A routine Canvas login screen became a pressure point for schools after ShinyHunters defaced pages at several Instructure customer sites with an extortion message, a move that turned a widely used education platform into a visible warning about third-party risk. The attack landed on a service relied on by schools, universities and other educational organizations across the country, exposing how a single vendor incident can ripple through daily access to classes, assignments and student records.

Instructure, the Salt Lake City company behind Canvas, disclosed a cybersecurity incident on May 1 and said unauthorized access may have exposed names, email addresses, student ID numbers and messages exchanged among users. The company said it had no current evidence that passwords, birth dates, government IDs or financial information were compromised. It brought in outside forensic experts, reissued some application keys and placed Canvas Data 2 and Canvas Beta/Test under maintenance while it investigated.

By May 6, Instructure said the incident had been resolved, Canvas was fully operational and no ongoing unauthorized activity was being seen. The company’s response suggests the kind of operational disruption that often follows vendor breaches, where schools are forced to wait on a central platform provider to restore systems they do not fully control. Even when core login services return, the incident can leave administrators weighing whether student data, internal messages or downstream integrations were exposed.

ShinyHunters claimed responsibility and said it stole 3.65 terabytes of data tied to roughly 275 million people and nearly 9,000 institutions worldwide, including universities and corporate customers. The group reportedly set a May 12 deadline for private negotiation before releasing the data. TechCrunch reported that a member of the group shared a sample of allegedly stolen material that included records from two U.S. schools, one in Massachusetts and one in Tennessee, underscoring that the risk reached beyond a single district or campus.

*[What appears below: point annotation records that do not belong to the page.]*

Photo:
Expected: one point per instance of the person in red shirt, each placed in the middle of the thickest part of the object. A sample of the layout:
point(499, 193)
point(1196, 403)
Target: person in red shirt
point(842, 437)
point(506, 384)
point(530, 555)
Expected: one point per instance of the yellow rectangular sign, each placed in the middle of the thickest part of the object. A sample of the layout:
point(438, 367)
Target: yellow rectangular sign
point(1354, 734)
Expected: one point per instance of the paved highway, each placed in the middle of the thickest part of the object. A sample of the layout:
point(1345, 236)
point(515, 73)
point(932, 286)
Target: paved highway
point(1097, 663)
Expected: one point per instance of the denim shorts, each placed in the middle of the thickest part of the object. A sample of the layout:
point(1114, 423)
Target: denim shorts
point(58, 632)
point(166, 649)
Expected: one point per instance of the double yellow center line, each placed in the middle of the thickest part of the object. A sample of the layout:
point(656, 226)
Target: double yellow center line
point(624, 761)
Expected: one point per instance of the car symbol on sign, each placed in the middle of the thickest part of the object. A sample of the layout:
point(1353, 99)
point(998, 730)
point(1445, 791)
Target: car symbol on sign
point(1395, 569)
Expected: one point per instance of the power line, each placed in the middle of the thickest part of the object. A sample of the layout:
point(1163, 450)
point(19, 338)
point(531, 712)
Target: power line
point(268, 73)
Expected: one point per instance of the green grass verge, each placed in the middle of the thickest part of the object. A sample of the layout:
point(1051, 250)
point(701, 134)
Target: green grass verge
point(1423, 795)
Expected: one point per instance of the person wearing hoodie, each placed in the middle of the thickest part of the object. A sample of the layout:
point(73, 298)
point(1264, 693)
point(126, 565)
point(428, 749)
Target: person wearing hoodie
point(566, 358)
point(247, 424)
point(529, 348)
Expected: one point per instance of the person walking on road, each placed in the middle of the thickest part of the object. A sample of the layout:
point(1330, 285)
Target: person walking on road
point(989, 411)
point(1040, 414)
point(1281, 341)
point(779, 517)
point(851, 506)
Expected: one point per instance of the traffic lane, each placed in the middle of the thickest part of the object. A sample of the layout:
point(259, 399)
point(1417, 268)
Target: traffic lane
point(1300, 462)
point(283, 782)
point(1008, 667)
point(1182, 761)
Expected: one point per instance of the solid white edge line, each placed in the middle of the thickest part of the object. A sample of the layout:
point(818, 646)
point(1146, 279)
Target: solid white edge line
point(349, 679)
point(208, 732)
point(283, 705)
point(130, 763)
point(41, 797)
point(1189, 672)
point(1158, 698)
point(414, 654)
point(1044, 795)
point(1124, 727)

The episode adds to mounting concern about the education sector after the January 2025 PowerSchool breach, which exposed student and teacher data and remains a central benchmark for K-12 and higher-ed cybersecurity. For parents, teachers and administrators, the lesson is not just that attackers can steal data. It is that a breach at one education-tech vendor can quickly become a trust problem, an access problem and a safety problem for schools far beyond the company’s own walls.